A former City Council member and a partner at the law firm WolfBlock, Kenneth Fisher, said recent revisions to the 421-a program could be devastating to downtown Brooklyn's residential market.

"Given the credit crisis and problems on Wall Street, they picked exactly the wrong moment to choke the golden goose," Mr. Fisher said. "Even the biggest developers are worried that there is simply not enough subsidy to meet the need. The 421-a requirement for affordable housing is already skewing the market. Projects are being accelerated to meet the deadline, creating a glut just as the demand might soften."

"Home ownership is at risk as developers switch to rentals because there are no meaningful subsidy programs for condos," he said. "The biggest losers will be the smaller projects, which can't possibly qualify or navigate the subsidy program."

Several other news sources have mentioned that there are three (3) hotels being built on Abolitionist Place (Duffield Street between Fulton & Willoughby), but the Sun mentions this additional project that has not gotten much press:

United American Land is planning to build a $208 million development a block from Fulton Street Mall and MetroTech. The development site occupies approximately half a square block along Willoughby Street, between Bridge and Duffield streets. The 594,000-square-foot development would include retail stores on the base with housing on top.
In any other neighborhood, a $208 million development would be big news. But in Downtown Brooklyn, it's just part of the wash.

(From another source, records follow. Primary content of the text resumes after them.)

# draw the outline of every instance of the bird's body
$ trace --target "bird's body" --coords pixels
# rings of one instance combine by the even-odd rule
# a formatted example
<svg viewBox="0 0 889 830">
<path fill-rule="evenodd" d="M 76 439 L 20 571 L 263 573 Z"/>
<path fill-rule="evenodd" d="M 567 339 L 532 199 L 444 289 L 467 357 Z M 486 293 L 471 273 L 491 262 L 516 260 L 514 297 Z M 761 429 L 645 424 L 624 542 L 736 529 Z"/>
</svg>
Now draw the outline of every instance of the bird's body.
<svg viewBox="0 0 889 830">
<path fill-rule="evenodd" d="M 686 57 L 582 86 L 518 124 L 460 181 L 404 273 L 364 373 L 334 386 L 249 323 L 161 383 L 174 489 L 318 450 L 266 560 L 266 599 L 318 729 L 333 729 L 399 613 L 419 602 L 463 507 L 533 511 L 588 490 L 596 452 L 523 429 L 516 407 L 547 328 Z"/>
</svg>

It would be nice to think that someone in the New York government was minding the store, making sure none of these many $200+ million project don't fall through given the current market.

The NYC Economic Development Corporation is demanding a high standard of proof of Underground Railroad activity at 227 Duffield. Given the shakiness in real estate, maybe the agency should also demand a high standard of proof of solid financial planning before letting all these skyscrapers rise.